The spin machine is hard at work. Hold your nose as you read this dirty baby nappy-smelly defense from Microsoft about its “neutral” position on a state bill that would have barred discrimination on the basis of sexual orientation. From the NYT:
Microsoft officials said that the recent meetings with the minister did not persuade them to back away from supporting the bill, because they had already decided to take a “neutral” position on it. They said they had examined their legislative priorities and decided that because they already offer extensive benefits to gay employees and that King County, where Microsoft is based, already has an anti-discrimination law broader than what the state bill proposed, they should focus on other legislative matters.

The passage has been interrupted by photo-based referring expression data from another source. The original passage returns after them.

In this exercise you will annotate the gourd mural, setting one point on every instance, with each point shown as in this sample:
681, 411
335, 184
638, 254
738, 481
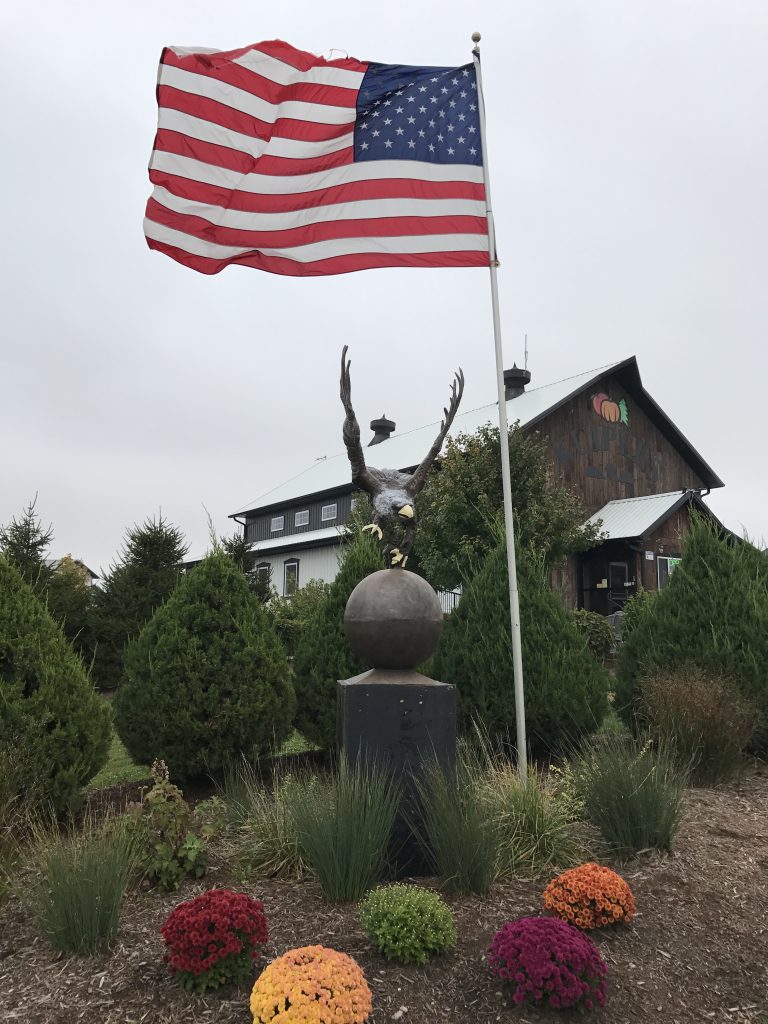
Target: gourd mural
611, 412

“Our government affairs team made a decision before this legislative session that we would focus our energy on a limited number of issues that are directly related to our business,” said Mark Murray, a company spokesman. “That decision was not influenced by external factors. It was driven by our desire to focus on a smaller number of issues in this short legislative session. We obviously have not done a very good job of communicating about this issue.”
Uh, that’s an understatement you cowardly f*cker. It gets better, since the company has already been ratted out as having been affected by Ken Hutcherson, pastor of the Antioch Bible Church, who planned a boycott of MS if the $30+ billion dollar company supported the bill, would have prevented discrimination in employment, housing and other matters to gays and lesbians.
But State Representative Ed Murray, an openly gay Democrat and a sponsor of the bill, said that in a conversation last month with Bradford L. Smith, Microsoft’s senior vice president and general counsel, Mr. Smith made it clear to him that the company was under pressure from the church and the pastor and that he was also concerned about the reaction to company support of the bill among its Christian employees, the lawmaker said.
Mr. Smith would not comment for this article….Representative Murray said the company’s contention that the decision not to support the bill had nothing to do with the church was “an absolute lie.”
And low-rent Am Taliban Hutcherson was quite smug about his successful threat to Microsoft — he said he told company executives, “If you don’t think the moral issue is not a big issue, just count the amount of votes that were cast on moral issues in the last election,” and “I was going to give them something to be afraid of Christians about.”
[John over at AMERICABlog also has much to say about this article.]